Below are tips to help women of color feel empowered in the workplace:
1. Find Your Voice
Women of color worry most about speaking too strongly or sharing an unpopular viewpoint because oftentimes they may be misperceived as aggressive rather than assertive. This worry is more pronounced in male dominated fields. You shouldn’t have to censor yourself to be heard. Do not silence yourself after a negative experience. Instead, talk to your support system about what happened. This will help remind you that your experience is real and valid. Next, use good problem-solving skills to determine your next steps. For example, ask for direct feedback about why you were perceived the way you were and consider reporting your concerns (more on this below).
2. Seek Mentorship
Search for a mentor of color to help you feel less alone in your experience. Working with someone successful who has a similar background helps you feel more confident in your abilities. Depending on your context, you may have to get creative with finding someone, and they may not be from your exact race/ethnicity. Try asking a professor from a class that you are not enrolled in or a colleague who doesn’t directly work on the same project as you. It may take several attempts before finding the right person for you.
3. Ask Questions
Make a conscious effort to ask more questions to professors, supervisors, managers, and whoever else is available. Women of color who identify as being first-generation college educated may feel self-conscious about asking questions because they don’t want to appear uninformed or worry that their questions are seen as “stupid.” Ask anyway, sometimes not asking questions can come off like you are less engaged or interested.
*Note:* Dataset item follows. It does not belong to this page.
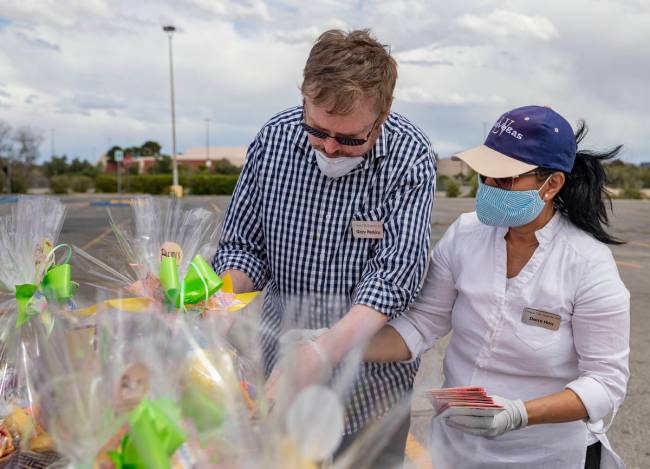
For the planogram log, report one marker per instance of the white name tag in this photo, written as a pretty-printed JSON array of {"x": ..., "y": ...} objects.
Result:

Remember you earned a seat at whatever table you are sitting! You deserve to take up space and have access to knowledge.
4 . Positively Affirm
Be positive with yourself. When you are not hearing positive feedback from others, it can make you question your worth and progress. Remind yourself daily that you belong, that your mistakes don’t define you, and that you are enough. Use affirmations that speak to you. You can create them yourself or find affirmations others have used online. You may not initially believe the affirmations and that’s okay. Keep up with them and you may find that eventually you do.
5. Source Community
There is great power in community. Join an academic or professional organization tailored for women, or women of color whenever possible. If the cost to join is a barrier, find out if there are any free resources available through your employer. Many large companies have committees devoted to the professional development of employees of color. If these kinds of resources are unavailable at your workplace, ask your employer to pay for the membership to your professional organization of choice. It never hurts to ask.
6. Report Issues
If you feel that you have been treated unfairly because of your race or gender, consider reporting it to your manager. This can be a difficult, and intimidating decision. If you have an unsupportive manager, seek additional information and guidance from human resources. It is important to know your rights.
There are historic and systemic obstacles that continue to make it challenging for women of color in the workplace. Employers and academic leaders also need to continue to do their part if real change is going to be made.
I hope that these suggestions are helpful. I wrote this article to remind you that you matter, you have value, and you deserve to be seen. Happy Women’s History Month!